The Pennant Group Inc. (Nasdaq: PNTG) has acquired the real estate and operations of Capitol Hill Senior Living and Southgate Senior Living. Both of these companies are located in Utah.

“We are very excited to expand our senior living portfolio into Utah. The acquisition of these senior living communities will allow us to expand our services on the care continuum in a state where we already have significant strength in our existing home health and hospice agencies in Utah,” Brent Guerisoli, CEO of Pennant, said in a press statement. “In addition, this acquisition demonstrates the compelling win-win opportunity that exists for Pennant to build its real estate portfolio while simultaneously adding value to local residents and communities.”

Eagle, Idaho-based Pennant is a holding company of independent operating subsidiaries located across the U.S., with a network that includes 104 home health and hospice agencies and 53 senior living communities.

As a company, Pennant has always prioritized home health growth. In recent years, the company has made a number of purchases in this sector with a focus on community-driven home-based care agencies.

Viemed makes majority interest acquisition of HomeMed

Viemed Healthcare Inc. (Nasdaq: VMD), a respiratory care and technology-enabled home medical equipment services, has formed a strategic partnership with East Alabama Health, which gives Viemed a controlling interest in HomeMed.

HomeMed is a provider of home medical equipment services.

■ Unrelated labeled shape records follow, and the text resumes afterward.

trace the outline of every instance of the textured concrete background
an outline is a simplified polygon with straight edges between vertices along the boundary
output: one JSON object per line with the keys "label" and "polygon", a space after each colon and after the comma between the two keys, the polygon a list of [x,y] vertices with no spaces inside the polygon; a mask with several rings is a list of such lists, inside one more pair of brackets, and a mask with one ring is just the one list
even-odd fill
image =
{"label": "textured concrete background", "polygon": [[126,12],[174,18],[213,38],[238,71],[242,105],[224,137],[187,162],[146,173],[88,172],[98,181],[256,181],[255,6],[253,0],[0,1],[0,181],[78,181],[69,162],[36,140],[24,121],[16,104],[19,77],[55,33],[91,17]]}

“We are thrilled to join forces with the exceptional team at East Alabama Health to deliver best-in-class home medical services to their patients and expand HomeMed’s business through the strategic partnership,” Casey Hoyt, CEO of Viemed, said in a press release. “This marks a significant milestone in our ongoing growth strategy, which includes hospital joint ventures and institutional partnerships. We view this transaction as a blueprint that can be replicated nationwide, enhancing care quality while simultaneously creating value for health care systems.”

The deal officially closed on April 1, 2024. East Alabama Health will have a minority, non-controlling interest in HomeMed. Viemed anticipates incremental annualized revenue from the acquired operations of about $4 million.